Review finds promise, but limits, for equine behavior biomarkers: full analysis
A new scoping review in BMC Veterinary Research argues that neuroendocrinological biomarkers remain promising, but not yet practice-ready, for equine behavioral medicine. Published on April 27, 2026, the review by Tiago Mendonça, Gesiane Ribeiro, Tomás Casqueiro, colleagues, and Daniel S. Mills surveyed the literature from the past two decades and identified ACTH, cortisol, and serotonin as the most frequently studied candidates, with oxytocin, melatonin, dopamine, and tryptophan discussed less often. The authors’ central message is cautious: the field is active, but methodological inconsistency still limits clinical interpretation. (link.springer.com)

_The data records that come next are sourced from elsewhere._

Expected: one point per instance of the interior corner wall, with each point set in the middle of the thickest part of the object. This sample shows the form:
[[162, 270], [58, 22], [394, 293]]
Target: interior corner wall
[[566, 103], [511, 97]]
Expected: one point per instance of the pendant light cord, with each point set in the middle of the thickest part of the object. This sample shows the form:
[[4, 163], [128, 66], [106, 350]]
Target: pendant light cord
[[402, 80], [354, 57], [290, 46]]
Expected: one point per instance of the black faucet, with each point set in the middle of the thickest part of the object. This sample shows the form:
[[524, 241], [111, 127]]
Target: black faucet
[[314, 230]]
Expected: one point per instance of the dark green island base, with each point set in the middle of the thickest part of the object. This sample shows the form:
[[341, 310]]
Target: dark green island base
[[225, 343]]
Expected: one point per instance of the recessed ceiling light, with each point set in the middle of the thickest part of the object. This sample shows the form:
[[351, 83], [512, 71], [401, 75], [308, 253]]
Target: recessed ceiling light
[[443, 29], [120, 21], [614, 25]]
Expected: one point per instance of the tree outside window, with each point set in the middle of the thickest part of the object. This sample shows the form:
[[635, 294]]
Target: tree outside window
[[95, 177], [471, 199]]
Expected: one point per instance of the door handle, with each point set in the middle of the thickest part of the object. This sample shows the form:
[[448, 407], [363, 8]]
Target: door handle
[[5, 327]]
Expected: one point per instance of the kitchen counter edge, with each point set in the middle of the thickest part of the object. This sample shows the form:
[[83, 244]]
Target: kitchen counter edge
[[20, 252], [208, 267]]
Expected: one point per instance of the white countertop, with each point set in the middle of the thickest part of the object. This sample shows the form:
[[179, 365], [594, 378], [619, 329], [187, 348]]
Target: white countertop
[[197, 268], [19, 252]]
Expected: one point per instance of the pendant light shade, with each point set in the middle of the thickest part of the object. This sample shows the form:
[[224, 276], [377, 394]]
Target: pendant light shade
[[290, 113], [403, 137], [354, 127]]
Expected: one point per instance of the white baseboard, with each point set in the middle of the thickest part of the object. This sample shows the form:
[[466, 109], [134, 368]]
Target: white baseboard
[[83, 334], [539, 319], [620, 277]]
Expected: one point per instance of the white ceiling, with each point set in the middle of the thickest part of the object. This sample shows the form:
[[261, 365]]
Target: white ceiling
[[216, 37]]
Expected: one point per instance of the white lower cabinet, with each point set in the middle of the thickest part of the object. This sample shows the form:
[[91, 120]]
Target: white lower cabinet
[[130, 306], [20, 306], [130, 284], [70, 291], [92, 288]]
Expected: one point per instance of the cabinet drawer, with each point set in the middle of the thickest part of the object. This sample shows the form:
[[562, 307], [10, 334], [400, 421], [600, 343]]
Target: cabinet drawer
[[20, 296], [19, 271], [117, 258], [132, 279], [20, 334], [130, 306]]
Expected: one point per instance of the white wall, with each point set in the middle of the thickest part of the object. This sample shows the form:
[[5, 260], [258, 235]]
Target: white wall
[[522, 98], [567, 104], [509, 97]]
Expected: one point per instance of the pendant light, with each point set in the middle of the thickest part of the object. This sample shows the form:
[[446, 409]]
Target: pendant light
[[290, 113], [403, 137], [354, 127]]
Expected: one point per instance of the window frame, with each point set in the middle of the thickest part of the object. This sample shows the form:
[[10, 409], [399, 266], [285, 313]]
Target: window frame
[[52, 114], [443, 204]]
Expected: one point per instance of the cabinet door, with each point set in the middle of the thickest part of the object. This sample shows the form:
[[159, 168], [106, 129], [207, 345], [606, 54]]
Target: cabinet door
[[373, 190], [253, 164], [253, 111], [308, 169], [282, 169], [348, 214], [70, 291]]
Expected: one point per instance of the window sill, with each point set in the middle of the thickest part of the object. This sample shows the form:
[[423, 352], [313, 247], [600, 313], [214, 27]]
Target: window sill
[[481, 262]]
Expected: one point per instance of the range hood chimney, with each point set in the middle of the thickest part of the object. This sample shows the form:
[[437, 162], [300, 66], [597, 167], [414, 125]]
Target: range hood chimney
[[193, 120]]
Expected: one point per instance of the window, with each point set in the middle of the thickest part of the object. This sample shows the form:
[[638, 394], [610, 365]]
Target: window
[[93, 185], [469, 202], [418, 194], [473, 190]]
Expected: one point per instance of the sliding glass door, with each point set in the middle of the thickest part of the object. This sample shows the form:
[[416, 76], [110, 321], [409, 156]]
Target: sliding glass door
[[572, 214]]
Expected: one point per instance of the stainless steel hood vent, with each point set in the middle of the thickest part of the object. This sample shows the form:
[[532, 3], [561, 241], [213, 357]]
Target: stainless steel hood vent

That conclusion lands in a field where pressure for more objective welfare and behavior measures has been building for years. Equine clinicians, trainers, and pet parents increasingly want tools that can move assessment beyond observation alone, especially in cases involving chronic stress, pain-linked behavior change, stereotypies, or questions about welfare under training and management conditions. Earlier reviews have made a similar point from another angle: biomarkers are attractive because behavior can be context-dependent and subjective, but endocrine markers are also difficult to interpret in isolation. (link.springer.com)
According to the review, the problem isn’t a lack of candidate markers so much as a lack of comparability. The authors highlight differences in sampling protocols, assay methods, units of measurement, subject characteristics, and environmental context as major barriers to establishing useful reference values. Their conclusion is that this heterogeneity likely explains why so many studies end with the same recommendation for more research. They also argue that clinically useful biomarker work will require both agreed definitions of the subjective states being measured and more standardized collection and reporting protocols. (link.springer.com)
That caution is consistent with the broader equine welfare literature. A widely cited review on horse welfare found that cortisol results are often contradictory and may reflect temporary arousal rather than welfare status on their own, while serotonin and oxytocin have shown potential links to positive or negative affect but with mixed findings. Individual studies have associated circulating oxytocin and serotonin with traits such as docility and friendliness, while other work has found no clear change in oxytocin around putatively positive interactions like grooming. In other words, the signal may be real, but it is noisy, context-sensitive, and unlikely to be captured by a single analyte. (pmc.ncbi.nlm.nih.gov)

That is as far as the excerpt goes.